Introduction
Let say we have random variables $X$ and $Y$, and we take their rank transforms to be $g(X)$ and $g(Y)$. The Spearman rank correlation coeffiicient can be considered to be $$R[g(X),g(Y)] = \frac{\mathbb{E}\left[ (g(X) - \mathbb{E}[g(X)])(g(Y) - \mathbb{E}[g(Y)]) \right]}{\sqrt{\mathbb{E}[(g(X) - \mathbb{E}[g(X)])]}\sqrt{\mathbb{E}[(g(Y) - \mathbb{E}[g(Y)])]}}$$
where $R$ is the Pearson product-moment correlation coefficient (PPMCC). It is also known from the algebra of random variables that $X \perp \!\!\! \perp Y \implies R[X,Y] = 0$. In other words, if two random variables are independent, then their PPMCC will be zero.

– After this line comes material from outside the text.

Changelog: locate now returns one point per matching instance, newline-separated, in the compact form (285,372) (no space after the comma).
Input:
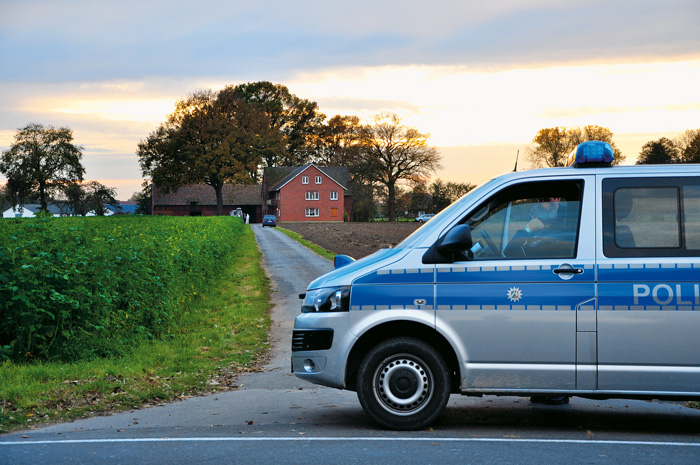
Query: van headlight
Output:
(329,299)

From the above, we can understand that a non-zero Spearman rank correlation coefficient implies that the rank-transformed variables $g(X)$ and $g(Y)$ are mutually dependent.
Question
Can we further deduce that $X$ and $Y$ are mutually dependent if their Spearman rank correlation is non-zero? I.e. that $R[g(X),g(Y)] \neq 0 \implies \lnot (X \perp \!\!\! \perp Y)$?
Discussion
Perhaps the rank transform being a monotonic transform could be useful if combined with the notion copulas. Specifically, the copula that maps the marginal cumulative distribution functions to the joint cumulative distribution function is invariant to monotonic transformations of the random variables. Thus ranking should not change the copula. If the copula was not the independence copula, then it is a copula that describes some sort of dependence. I see a potential argument here, but I have not closed the gap.